The song was used in the movie High School Musical 2 in the scene when Troy and Gabriella's relationship is exhausted when Troy sees Ryan with Gabriella, causing jealousy. Giving to a "promise" from Troy, he and Sharpay practice their song for the Midsummer Night's Talent Show. Amazon's editors stated that "The song "You Are the Music in Me" is a fine one and doesn't get bogged down in syrup. It also gets reprised by Troy and Sharpay in a rockier and arguably better version."

It was supposed to be sung at the Midsummer Night's Talent Show but since Sharpay was unable to come on stage due to absence and Troy on his own, the song never got sung.

===Official versions===
1. "You Are the Music in Me (Sharpay Version)" (Album Version) — 2:29
2. "You Are the Music in Me (Sharpay Version)" (Instrumental Version) — 2:29
3. "You Are the Music in Me (Sharpay Version)" (Jason Nevins Non-Stop Dance Remix) — 3:31

===Charts===

| Chart (2007) | Peak position |
|---|---|
| UK Singles (OCC) | 89 |

==Other versions==

===Malaysian version===
The Malaysian Version was sung by Vince Chong and Jaclyn Victor.

===Spanish versions===
Disney Latinoamérica released two versions of the song in Spanish.

====Mexican version====
The Mexican Version was sung by Paulina Holgiun and Roger Gonzalez.

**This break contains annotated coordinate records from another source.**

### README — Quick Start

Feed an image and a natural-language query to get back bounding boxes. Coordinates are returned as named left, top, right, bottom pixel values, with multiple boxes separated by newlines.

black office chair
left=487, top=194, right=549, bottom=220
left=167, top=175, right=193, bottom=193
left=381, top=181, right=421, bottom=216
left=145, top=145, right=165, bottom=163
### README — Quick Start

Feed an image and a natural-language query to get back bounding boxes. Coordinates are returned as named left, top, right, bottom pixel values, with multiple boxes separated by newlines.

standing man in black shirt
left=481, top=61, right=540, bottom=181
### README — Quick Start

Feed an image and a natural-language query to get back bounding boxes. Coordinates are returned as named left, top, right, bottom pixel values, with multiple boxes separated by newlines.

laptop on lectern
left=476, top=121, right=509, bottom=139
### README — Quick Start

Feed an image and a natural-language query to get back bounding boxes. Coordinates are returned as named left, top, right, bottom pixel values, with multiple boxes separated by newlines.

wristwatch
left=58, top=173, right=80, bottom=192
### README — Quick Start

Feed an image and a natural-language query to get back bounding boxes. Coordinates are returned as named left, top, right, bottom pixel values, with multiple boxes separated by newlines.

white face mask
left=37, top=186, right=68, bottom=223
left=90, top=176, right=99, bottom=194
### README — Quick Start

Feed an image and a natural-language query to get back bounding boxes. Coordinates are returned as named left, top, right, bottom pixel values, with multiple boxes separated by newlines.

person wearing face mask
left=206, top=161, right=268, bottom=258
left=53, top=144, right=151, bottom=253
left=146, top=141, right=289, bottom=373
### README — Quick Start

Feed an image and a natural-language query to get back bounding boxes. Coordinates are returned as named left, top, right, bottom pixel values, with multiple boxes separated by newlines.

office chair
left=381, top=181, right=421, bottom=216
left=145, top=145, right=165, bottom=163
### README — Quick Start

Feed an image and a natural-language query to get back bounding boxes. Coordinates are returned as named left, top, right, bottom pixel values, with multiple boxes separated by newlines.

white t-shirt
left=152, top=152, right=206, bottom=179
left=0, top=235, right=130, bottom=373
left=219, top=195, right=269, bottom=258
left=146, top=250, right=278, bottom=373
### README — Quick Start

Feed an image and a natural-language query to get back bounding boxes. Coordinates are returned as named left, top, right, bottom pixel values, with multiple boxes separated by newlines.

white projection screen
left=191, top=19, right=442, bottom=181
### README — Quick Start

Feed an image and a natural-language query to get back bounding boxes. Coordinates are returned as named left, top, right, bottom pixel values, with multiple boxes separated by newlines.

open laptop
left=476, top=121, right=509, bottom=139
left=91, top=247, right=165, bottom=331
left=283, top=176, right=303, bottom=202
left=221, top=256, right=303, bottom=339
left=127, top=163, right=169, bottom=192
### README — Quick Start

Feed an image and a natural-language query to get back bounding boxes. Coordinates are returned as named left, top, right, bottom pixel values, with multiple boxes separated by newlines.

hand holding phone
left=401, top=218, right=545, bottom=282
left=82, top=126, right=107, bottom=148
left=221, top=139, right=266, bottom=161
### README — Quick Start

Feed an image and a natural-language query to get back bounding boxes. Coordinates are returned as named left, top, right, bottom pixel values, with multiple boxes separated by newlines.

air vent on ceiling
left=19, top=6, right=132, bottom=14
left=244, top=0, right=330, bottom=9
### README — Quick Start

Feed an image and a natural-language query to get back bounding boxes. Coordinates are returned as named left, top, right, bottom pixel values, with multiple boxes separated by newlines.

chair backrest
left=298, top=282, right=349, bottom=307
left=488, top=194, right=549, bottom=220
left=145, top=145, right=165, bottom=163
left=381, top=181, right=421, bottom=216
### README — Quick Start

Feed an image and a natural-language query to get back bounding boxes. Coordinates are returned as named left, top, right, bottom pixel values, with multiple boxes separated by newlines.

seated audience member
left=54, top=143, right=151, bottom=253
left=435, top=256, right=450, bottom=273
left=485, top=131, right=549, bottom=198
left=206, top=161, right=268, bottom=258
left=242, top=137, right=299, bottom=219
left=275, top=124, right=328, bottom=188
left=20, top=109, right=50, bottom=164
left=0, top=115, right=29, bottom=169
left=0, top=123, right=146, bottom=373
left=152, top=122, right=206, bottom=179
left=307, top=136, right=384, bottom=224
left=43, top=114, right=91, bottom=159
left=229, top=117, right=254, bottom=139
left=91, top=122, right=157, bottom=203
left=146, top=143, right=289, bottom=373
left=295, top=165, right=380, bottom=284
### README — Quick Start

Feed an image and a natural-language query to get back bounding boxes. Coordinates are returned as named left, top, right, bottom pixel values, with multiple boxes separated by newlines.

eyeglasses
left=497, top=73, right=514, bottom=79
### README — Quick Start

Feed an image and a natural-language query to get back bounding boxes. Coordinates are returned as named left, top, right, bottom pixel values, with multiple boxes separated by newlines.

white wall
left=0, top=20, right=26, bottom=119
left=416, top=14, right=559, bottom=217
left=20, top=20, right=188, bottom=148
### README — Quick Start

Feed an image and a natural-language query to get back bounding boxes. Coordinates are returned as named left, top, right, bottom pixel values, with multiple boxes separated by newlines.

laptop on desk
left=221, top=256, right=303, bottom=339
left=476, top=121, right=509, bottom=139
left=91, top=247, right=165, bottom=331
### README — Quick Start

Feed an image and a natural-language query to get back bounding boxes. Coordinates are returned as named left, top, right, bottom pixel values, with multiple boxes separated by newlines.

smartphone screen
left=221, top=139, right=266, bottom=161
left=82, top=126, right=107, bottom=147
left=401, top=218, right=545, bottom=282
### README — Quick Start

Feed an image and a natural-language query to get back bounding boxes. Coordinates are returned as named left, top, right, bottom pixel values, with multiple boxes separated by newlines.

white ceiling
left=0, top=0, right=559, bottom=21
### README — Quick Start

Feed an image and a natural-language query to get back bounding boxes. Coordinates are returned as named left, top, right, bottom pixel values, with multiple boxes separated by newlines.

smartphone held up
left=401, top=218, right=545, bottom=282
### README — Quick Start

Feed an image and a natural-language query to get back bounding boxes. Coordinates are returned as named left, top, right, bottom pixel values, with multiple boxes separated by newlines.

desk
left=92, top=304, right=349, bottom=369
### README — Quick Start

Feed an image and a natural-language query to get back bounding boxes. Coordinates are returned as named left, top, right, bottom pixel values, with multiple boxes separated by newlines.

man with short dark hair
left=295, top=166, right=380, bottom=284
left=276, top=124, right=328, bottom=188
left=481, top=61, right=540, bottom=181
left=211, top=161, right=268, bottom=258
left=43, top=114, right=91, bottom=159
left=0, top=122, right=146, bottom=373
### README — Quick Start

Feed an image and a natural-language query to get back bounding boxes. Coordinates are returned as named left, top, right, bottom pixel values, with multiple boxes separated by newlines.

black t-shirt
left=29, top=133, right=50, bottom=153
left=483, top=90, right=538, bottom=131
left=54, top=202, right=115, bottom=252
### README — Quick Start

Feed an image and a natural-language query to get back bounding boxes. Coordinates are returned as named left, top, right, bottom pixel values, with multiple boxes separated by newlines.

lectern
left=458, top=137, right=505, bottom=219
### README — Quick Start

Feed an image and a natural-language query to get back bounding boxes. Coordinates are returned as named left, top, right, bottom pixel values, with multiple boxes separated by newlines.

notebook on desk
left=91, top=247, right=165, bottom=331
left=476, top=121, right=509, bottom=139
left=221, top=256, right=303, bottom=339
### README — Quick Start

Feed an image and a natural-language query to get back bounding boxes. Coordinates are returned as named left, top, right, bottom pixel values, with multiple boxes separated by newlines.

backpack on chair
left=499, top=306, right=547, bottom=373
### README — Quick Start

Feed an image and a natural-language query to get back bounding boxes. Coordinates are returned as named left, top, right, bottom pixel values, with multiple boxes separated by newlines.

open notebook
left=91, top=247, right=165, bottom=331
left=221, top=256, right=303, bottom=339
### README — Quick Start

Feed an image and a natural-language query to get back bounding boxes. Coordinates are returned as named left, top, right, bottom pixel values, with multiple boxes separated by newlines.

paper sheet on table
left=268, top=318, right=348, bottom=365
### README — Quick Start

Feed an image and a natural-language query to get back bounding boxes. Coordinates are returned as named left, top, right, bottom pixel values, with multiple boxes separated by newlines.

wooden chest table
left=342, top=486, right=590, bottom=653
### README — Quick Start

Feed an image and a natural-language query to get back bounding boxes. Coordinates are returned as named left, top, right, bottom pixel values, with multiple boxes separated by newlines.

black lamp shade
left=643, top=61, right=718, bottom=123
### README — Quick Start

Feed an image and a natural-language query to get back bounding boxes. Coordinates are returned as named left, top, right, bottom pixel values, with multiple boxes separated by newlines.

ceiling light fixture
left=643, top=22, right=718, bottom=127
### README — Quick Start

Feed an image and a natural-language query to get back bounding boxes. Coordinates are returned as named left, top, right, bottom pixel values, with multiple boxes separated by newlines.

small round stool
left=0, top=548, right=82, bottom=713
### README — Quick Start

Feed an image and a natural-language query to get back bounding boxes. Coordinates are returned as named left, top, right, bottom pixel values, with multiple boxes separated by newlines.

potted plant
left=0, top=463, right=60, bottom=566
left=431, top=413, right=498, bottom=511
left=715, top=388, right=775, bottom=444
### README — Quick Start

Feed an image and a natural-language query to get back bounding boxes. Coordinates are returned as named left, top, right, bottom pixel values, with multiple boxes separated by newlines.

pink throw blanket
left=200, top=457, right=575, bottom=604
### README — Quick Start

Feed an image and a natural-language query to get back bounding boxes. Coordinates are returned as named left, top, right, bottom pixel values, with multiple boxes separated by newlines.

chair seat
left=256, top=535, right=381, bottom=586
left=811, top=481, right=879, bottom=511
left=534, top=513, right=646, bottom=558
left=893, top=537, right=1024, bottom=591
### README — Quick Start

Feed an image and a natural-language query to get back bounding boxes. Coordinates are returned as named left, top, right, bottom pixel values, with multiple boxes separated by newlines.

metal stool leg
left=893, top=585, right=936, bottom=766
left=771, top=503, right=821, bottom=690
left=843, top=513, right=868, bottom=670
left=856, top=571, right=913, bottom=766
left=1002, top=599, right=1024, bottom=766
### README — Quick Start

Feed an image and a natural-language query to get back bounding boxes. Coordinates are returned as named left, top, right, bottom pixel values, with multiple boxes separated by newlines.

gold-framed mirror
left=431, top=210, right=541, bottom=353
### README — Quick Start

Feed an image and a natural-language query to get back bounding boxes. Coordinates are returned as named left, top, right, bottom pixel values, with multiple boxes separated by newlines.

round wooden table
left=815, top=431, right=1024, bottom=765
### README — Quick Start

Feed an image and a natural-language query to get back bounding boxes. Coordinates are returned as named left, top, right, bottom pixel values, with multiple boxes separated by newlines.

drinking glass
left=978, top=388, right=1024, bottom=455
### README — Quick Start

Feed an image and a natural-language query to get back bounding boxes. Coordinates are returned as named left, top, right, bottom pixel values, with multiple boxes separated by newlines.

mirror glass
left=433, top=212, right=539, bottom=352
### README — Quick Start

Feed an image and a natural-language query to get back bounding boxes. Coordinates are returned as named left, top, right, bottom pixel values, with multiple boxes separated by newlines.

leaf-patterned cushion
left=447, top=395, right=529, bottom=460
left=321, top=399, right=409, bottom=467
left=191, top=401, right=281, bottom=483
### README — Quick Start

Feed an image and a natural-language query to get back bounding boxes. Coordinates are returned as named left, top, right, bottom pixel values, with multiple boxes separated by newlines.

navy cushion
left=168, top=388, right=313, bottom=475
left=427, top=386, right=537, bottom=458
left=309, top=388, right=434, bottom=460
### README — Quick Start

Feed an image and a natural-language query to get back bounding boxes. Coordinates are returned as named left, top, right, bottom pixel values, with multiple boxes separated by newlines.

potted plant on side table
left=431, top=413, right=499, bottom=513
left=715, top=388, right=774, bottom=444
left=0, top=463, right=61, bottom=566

====Ríoplatense version====
Aside from the one released for the Mexican audience, Disney Latinoamérica also released a version for Argentine and Colombian markets. The version was sung by Dani Martin and Valeria Gastaldi.

===Molly Sandén and Ola Svensson version===

Molly Sandén and Ola Svensson released a Swedish language version of the song entitled "Du är musiken i mig" that reached number 21 in the Swedish Singles Chart and stayed on the chart for a total of 16 weeks.